Amyloidosis is a rare but devastating disease. The ability to offer effective early detection and efficient monitoring of the disease by imaging will increase treatment success, and offer hope to patients.
Knoxville, Tennessee (PRWEB) November 07, 2013
Solex LLC. has licensed a peptide-based technology for the diagnostic visualization of amyloid burden in patients with amyloid-related diseases by using molecular imaging techniques. This 31 amino acid, synthetic peptide p5 can be easily produced for human use, and can be tagged with common radioactive nuclides. When injected into a patient, scanners can visualize where the disease is located. A few of the many targets that p5 can image include amyloid associated with Alzheimer's disease (Aβ) - cerebral amyloid angiopathy, type 2 diabetes (AIAPP), rheumatoid arthritis (AA), and aging (ATTR).
Other methods for imaging amyloid employ agents that cannot be used in the USA, thus peptide p5 is the future in diagnostic imaging of amyloid related diseases in this country.
Solex LLC. is comprised of a team of researchers from the University of Tennessee Medical Center, Knoxville who’s combined experience in the amyloid field has led to the discovery of peptide p5. The primary focus of this team for over 15 years has been amyloidosis and amyloid related disorders. Solex has now found the solution for amyloid detection. Solex LLC. is a spin-off from the work performed at the University of Tennessee Medical Center, Knoxville and the researchers have partnered with the University of Tennessee Research Foundation to promote this intellectual property to the patients it was intended to serve.

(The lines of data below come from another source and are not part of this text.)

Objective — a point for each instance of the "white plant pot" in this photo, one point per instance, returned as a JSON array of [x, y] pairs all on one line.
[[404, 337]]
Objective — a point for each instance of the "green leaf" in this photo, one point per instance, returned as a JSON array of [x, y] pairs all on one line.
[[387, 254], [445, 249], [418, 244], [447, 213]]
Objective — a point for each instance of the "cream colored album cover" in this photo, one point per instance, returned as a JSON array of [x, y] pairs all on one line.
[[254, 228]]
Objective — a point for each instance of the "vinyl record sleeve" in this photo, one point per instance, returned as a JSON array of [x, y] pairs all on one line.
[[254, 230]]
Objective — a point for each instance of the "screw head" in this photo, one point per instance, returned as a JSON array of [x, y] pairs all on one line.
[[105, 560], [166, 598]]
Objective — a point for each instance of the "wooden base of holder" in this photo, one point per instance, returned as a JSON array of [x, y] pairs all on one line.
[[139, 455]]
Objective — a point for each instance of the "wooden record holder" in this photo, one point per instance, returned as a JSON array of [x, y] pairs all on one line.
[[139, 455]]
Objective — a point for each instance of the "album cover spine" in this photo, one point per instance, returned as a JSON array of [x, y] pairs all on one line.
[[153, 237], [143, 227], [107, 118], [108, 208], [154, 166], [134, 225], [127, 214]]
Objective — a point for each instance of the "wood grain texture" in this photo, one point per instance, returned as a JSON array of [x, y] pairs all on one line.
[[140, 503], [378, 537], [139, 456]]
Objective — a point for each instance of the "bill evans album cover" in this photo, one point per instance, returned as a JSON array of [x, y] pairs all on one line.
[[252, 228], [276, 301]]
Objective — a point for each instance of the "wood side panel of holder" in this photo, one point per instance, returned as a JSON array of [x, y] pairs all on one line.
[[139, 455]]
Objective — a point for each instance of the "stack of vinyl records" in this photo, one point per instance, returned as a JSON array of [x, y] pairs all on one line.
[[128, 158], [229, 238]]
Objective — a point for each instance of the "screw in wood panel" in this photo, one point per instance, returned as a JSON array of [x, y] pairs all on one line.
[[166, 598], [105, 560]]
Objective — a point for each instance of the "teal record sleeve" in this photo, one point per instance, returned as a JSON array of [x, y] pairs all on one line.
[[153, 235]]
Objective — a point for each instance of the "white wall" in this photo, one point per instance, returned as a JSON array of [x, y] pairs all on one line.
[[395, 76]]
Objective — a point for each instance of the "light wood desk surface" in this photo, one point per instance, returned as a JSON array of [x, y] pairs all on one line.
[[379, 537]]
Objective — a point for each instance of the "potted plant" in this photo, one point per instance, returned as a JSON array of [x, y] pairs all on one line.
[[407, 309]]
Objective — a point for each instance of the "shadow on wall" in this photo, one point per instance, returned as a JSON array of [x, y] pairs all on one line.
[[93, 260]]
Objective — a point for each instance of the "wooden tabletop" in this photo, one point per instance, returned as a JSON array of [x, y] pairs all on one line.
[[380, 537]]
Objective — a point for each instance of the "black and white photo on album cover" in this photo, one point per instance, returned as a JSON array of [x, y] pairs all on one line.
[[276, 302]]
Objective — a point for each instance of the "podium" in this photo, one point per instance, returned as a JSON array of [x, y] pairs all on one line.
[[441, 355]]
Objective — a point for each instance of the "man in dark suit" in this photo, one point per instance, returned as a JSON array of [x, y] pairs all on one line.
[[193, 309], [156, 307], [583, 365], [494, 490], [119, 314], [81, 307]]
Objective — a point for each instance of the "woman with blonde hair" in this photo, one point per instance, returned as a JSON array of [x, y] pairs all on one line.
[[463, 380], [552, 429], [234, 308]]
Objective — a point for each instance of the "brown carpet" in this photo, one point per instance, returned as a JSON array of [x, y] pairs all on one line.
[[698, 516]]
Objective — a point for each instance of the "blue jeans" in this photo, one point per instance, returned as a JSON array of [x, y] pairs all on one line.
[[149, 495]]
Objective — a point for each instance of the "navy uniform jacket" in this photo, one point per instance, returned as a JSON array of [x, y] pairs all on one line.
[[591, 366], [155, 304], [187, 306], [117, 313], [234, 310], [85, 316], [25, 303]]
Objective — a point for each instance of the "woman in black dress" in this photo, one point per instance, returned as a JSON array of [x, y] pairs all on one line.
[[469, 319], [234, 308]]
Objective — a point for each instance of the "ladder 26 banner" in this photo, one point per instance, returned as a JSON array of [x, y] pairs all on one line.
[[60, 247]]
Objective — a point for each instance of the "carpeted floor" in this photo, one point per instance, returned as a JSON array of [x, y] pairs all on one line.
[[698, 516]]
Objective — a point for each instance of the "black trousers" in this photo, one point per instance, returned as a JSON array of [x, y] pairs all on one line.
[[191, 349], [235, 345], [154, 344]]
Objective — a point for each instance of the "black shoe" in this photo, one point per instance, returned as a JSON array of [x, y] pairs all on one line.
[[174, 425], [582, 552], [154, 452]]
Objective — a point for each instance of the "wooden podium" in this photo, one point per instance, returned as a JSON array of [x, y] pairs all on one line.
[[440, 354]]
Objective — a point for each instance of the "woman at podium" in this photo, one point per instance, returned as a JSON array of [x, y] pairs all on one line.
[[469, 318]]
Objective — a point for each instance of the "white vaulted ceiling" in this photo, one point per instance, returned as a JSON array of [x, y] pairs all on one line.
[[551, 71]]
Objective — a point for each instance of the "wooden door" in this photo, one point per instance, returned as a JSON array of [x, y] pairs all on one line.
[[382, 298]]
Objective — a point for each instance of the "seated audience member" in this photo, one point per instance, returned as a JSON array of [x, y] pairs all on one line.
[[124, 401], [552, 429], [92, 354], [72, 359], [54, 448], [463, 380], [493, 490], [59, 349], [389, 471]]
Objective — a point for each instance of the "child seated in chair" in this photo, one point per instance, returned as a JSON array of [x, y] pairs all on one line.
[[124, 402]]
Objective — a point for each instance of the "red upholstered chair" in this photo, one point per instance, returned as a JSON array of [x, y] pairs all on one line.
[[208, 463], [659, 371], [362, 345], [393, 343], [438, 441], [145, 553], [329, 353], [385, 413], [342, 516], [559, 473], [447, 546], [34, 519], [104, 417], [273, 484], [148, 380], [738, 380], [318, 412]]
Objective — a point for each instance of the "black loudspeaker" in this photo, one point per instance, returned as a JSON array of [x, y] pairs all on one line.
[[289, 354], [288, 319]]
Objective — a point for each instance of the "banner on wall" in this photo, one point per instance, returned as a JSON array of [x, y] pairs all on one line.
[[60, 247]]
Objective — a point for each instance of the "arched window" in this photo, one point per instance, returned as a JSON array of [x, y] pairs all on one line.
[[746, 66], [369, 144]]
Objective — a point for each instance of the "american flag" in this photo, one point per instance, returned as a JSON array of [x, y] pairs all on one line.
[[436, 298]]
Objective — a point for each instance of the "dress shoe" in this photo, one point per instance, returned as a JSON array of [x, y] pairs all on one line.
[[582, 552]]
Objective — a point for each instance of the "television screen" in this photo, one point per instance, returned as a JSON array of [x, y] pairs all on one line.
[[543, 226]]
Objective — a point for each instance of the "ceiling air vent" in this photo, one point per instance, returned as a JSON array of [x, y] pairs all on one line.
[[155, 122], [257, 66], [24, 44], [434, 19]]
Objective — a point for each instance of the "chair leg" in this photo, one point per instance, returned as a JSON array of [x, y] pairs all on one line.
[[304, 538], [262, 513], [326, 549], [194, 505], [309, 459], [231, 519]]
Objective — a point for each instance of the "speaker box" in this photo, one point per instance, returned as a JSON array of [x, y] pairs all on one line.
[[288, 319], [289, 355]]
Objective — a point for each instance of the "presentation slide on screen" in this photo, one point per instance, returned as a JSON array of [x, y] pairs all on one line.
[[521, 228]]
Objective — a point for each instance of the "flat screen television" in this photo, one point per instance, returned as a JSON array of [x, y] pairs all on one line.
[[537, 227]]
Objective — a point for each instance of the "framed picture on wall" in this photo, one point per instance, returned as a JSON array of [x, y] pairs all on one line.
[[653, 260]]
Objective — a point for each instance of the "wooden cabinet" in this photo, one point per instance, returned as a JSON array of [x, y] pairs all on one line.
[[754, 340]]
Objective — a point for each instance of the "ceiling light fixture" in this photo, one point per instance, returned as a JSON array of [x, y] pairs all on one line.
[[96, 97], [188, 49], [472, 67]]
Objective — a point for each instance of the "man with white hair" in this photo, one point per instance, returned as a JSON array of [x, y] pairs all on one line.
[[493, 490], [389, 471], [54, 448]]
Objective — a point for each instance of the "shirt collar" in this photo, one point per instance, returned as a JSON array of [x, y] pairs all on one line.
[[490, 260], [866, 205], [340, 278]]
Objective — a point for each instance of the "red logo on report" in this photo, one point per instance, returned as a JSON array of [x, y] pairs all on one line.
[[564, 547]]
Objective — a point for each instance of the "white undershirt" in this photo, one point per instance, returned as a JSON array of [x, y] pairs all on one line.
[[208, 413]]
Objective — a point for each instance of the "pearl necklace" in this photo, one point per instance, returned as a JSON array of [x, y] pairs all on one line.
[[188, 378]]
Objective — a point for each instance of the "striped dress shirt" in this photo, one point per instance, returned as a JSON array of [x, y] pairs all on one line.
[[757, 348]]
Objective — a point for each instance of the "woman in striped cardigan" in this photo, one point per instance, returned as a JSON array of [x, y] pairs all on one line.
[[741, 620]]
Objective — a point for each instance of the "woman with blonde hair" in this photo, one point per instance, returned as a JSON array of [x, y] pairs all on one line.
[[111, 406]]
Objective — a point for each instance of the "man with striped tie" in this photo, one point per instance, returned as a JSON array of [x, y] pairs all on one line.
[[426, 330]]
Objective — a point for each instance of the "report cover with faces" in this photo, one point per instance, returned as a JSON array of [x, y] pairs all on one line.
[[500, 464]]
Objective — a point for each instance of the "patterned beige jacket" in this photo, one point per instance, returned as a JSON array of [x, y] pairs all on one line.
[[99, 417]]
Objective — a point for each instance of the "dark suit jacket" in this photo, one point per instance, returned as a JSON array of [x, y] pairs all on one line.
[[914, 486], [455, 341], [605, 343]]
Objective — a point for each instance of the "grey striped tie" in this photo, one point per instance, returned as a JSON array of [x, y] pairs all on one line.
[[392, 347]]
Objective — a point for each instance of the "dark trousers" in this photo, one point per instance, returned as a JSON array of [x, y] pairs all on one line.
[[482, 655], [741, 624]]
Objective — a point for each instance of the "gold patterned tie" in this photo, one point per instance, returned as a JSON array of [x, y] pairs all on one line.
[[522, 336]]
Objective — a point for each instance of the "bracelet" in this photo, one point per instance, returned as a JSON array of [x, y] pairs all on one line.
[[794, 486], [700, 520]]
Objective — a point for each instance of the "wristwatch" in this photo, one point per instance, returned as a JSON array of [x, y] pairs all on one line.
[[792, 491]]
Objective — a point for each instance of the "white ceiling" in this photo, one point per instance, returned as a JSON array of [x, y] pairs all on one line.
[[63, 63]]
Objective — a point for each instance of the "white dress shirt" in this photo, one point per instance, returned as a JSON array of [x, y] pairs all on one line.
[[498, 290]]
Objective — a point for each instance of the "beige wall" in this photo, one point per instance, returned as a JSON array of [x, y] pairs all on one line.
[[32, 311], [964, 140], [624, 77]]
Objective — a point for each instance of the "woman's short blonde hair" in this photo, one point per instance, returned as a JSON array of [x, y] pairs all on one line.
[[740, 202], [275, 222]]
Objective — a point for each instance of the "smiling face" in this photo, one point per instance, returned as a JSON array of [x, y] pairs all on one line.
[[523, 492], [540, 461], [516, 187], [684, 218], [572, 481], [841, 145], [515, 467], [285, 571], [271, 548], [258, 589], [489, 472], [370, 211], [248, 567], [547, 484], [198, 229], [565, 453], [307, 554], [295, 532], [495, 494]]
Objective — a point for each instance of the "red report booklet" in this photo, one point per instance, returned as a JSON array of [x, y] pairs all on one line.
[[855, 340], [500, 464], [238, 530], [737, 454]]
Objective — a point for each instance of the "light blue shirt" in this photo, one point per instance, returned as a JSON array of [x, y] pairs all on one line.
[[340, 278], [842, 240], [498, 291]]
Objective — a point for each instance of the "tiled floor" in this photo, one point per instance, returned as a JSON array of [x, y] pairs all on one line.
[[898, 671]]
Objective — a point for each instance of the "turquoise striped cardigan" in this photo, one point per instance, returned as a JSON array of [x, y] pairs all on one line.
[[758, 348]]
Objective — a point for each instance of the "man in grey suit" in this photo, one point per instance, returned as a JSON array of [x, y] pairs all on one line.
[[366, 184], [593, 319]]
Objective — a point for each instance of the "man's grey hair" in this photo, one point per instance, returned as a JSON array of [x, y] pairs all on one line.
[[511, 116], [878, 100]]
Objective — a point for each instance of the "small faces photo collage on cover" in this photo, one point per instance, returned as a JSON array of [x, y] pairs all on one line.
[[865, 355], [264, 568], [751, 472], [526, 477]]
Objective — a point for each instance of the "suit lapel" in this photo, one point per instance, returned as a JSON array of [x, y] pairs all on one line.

The synthetic peptide p5 may be coupled with the long-lived radionuclide iodine-124 to allow nationwide delivery of patient-ready doses. PET/CT (Positron Emission Tomography/Computed Tomography) imaging using this radiotracer will provide a rapid, quantitative diagnostic test and tool for monitoring the response to therapy in patients with amyloidosis. This same technology with future development may also serve as a vital tool for detecting cerebral amyloid angiopathy in patients with Alzheimer's disease - as well as the amyloid in patients with type 2 diabetes (AIAPP), rheumatoid arthritis (AA), and certain forms of cancer.
In preclinical studies, the peptide has been shown to be highly effective at binding to amyloid in a mouse model of (AA) amyloidosis. The binding of the radiolabeled p5 was able to detect and pinpoint the location of disease using both PET and SPECT (Single Photon Emission Tomography) imaging techniques. Imaging of laboratory mice with p5 peptide has been compared directly with a radiotracer that is routinely used in Europe, serum amyloid P component, for imaging patients with amyloidosis, and it has been shown to be equivalent for imaging in liver and spleen and superior in imaging of disease in heart and pancreas. In contrast to the European reagent, the new peptide radiotracer is licensable in the US and easy to produce as human grade material.
The principal goal of Solex is to test peptide p5 radiotracer in an FDA-approved clinical trial in patients with peripheral amyloidosis such as AA. Solex plans to use p5 initially within hospitals in the USA and North America, and then expand its use to international sites as well. Patients across the United States need peptide p5 to aid in their treatment. With the help of this diagnostic tool patients will finally have an answer.